Part C contains 9 Divisions that cover various aspects of regulating drugs.  These Divisions contain a mixture of provisions that directly prohibit activities that can render drugs unsafe, and licensing requirements in which pre-market applications are required to be made and a licence issued before a drug can be sold for investigational reasons in a clinical trial or in the more general market.  Licensing is required not only for the sale or advertising of drug products, but also for establishments in which drugs are manufactured and distributed.  The general organization of the Divisions under Part C is to regulate disparate products such as prescription and non-prescription pharmaceuticals, biologics, and drugs for veterinary use together under the same provisions.  The two major frameworks for the premarket review of drugs are presently organized around whether a drug is new or not, rather than by product type.  Divisions 3 and 4 are an exception to this, containing unique provisions for radiopharmaceuticals and biologic products.  Many of the provisions for biologics, especially for vaccines, are prescriptive in the same manner as the older food standards and have become in some cases scientifically dated.
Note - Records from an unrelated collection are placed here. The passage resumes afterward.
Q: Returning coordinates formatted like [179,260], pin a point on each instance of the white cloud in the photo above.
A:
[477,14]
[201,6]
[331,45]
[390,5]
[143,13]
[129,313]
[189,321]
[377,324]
In general, the provisions of Part C are designed for the pre-market regulation of drugs, with few requirements and powers in the post-market stage of the life-cycle.

Part D contains 4 Divisions that cover vitamins, mineral nutrients and amino acids in foods and minerals in drugs.  The provisions in these Divisions are similar in kind to the prohibition structure within Part B so that sale is only permitted within levels and under conditions specified in the regulations.

Part E contains only one Division and covers cyclamate and saccharine sweeteners in food and drugs.

Parts G and J cover controlled and restricted drugs, which are now governed under the Controlled Drugs and Substances Act rather than the Food and Drugs Act.

The Medical Devices Regulations are a comprehensive framework.  They are designed for the most part to provide for a pre-market licensing scheme for medical devices.  Licensing is required to sell and advertise medical devices and for establishments that import or distribute them, so that quality management systems are in place.   As a more modern framework, these regulations allow for the classification of medical devices based upon risk, so that devices of the least risk (bandages) do not need to seek a licence prior to entering the market, while those of the highest risk (pacemakers) must file the considerable scientific evidence needed to demonstrate that the device meets the safety and effectiveness requirements.  Four categories of medical devices are identified through classification rules.  Regulatory oversight is adjusted according to the level of risk.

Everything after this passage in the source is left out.